As of August 17, EU residents are able to choose whether the law applicable to their succession will be that of the country of their habitual residence or that of their nationality, on the understanding the former law will apply by default in the absence of choice of law.
This has important implications for habitual residents of Spain where, owing to century-old laws, children have an automatic entitlement to two thirds of the estate.
According to Regulation (EU) No 650/2012 this choice […] shall be made expressly in a declaration in the form of a disposition of property (will or codicil) or shall be demonstrated by the terms of such a disposition (impliedly).
To avoid uncertainty, habitual residents of Spain who already have a will (Spanish or foreign) need to check if it contains a term(s) that indicates that the national law, sometimes described as personal law, will apply to the inheritance.
Most wills I have come across do state this when noting that the testator’s wishes are in accordance to his or her national/personal law, which in my opinion – and that of most lawyers – suffices and therefore, a new will is not required.

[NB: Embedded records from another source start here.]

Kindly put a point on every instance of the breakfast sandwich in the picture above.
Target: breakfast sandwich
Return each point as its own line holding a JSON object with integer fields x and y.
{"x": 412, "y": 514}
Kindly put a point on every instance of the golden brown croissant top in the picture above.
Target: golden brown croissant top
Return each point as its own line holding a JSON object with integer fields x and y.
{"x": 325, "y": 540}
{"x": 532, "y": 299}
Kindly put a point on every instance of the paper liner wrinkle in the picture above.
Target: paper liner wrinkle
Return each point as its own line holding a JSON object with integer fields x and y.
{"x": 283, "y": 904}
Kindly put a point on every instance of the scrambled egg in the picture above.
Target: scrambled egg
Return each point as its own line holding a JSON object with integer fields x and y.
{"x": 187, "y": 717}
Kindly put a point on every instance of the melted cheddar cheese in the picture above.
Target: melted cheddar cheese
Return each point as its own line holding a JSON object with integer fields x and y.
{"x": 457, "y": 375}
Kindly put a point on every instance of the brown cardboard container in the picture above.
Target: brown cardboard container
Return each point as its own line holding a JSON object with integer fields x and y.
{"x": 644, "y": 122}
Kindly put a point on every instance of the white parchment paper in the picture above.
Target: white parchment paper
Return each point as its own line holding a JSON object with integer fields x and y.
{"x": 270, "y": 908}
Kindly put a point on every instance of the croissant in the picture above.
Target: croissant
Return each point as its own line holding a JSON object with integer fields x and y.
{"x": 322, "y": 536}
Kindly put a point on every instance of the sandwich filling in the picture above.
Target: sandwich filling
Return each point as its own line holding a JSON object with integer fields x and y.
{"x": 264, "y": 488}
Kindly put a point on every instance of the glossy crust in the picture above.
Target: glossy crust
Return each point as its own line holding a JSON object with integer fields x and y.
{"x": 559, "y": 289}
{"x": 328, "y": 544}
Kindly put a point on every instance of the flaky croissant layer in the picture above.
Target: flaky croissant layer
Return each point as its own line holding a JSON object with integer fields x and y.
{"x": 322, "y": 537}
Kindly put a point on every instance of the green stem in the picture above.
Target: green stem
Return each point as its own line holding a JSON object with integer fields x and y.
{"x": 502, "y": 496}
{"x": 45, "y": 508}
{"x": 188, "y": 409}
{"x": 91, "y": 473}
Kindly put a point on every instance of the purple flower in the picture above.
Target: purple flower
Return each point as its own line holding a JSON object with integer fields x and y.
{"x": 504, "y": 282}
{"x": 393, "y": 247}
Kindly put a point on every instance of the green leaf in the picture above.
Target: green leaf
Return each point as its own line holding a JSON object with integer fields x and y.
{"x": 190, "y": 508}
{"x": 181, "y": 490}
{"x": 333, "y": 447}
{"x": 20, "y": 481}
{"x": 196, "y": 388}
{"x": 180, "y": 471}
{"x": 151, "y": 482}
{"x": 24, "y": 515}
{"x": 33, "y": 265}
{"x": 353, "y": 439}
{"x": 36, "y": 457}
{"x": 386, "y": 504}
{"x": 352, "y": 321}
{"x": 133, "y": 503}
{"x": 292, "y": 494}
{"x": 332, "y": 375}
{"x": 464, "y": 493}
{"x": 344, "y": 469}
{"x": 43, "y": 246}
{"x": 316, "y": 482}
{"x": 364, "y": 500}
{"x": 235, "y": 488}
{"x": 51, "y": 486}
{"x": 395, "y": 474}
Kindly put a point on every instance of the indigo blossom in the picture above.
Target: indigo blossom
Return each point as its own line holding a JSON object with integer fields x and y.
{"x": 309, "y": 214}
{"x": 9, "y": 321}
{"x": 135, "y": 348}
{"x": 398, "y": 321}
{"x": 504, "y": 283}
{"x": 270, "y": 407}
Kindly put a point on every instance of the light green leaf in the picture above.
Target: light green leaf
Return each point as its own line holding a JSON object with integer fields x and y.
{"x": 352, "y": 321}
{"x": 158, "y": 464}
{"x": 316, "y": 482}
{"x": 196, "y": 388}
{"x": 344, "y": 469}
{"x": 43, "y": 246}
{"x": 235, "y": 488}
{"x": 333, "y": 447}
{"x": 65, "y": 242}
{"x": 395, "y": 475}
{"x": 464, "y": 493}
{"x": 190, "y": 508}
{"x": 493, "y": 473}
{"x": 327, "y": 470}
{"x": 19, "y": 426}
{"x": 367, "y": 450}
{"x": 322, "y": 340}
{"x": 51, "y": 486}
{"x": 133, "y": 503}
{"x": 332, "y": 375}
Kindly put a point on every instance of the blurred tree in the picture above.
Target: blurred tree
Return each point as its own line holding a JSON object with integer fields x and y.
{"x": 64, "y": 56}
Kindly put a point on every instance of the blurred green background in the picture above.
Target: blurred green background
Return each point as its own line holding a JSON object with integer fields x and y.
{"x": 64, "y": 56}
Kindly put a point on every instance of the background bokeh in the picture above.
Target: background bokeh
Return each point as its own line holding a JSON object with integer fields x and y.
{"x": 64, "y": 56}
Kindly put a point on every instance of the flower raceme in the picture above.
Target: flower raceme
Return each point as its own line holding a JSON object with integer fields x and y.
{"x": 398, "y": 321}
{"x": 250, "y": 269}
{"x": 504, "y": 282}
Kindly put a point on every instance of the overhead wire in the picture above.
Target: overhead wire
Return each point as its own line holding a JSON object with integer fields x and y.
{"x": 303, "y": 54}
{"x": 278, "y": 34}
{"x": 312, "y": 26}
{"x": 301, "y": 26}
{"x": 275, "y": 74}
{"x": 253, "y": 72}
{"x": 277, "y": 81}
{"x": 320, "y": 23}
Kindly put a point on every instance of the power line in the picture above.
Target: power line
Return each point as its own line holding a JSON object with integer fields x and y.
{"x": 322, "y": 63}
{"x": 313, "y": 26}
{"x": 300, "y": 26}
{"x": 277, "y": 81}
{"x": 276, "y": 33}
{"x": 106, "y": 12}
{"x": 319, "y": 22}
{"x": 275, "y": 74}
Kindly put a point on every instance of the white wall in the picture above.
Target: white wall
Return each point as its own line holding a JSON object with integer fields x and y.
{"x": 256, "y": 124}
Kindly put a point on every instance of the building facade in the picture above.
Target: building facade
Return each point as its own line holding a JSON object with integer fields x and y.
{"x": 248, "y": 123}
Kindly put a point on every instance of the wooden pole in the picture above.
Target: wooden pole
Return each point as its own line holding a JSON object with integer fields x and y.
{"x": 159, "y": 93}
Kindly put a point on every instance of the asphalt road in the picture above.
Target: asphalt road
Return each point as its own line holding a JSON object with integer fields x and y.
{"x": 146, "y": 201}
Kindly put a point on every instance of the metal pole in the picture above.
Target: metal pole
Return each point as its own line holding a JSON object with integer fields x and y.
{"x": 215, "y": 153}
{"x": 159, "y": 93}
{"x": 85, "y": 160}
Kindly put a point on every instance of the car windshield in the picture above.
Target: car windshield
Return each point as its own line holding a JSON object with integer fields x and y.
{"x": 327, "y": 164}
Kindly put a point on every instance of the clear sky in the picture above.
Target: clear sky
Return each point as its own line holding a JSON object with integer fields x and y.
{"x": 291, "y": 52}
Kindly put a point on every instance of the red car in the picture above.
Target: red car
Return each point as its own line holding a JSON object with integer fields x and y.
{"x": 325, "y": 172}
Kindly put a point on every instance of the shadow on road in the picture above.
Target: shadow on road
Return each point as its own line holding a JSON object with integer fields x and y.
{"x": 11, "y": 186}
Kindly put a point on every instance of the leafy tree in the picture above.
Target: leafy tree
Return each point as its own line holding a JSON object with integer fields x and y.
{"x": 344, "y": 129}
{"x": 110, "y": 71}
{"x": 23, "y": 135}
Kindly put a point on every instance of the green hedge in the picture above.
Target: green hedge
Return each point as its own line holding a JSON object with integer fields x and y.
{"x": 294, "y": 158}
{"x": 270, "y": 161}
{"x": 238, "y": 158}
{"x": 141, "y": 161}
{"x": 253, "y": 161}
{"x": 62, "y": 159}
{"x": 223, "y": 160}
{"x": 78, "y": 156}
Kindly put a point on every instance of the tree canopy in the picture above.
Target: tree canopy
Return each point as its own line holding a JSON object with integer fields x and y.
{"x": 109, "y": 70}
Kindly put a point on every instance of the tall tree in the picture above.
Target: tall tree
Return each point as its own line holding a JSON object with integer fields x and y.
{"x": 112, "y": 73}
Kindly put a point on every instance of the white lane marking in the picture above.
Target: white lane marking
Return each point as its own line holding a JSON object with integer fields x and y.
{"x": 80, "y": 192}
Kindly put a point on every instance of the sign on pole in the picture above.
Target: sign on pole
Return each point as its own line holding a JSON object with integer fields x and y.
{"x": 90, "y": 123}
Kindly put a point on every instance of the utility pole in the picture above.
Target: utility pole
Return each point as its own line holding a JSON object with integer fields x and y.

Where there is no provision to the effect in a will and the testator wishes to avoid the application of Spanish succession laws, we recommend drafting a new will introducing a clause of choice of applicable law.
The Regulation does not deal with taxes as these are -unavoidably- to be paid in Spain in respect to […] assets located in or rights that are fulfilled or exercised in Spain, irrespective where the testator is a resident of.
Finally, the Regulation introduces a European Certificate of Succession to avoid lengthy, complex and expensive legal procedures where a foreign will is to be enforced in a member state.
Note: please be advised that the UK and Ireland are not taking part in this Regulation and are not bound by it or subject to its application. Therefore, the European Certificate of Succession will not be issued in these member states.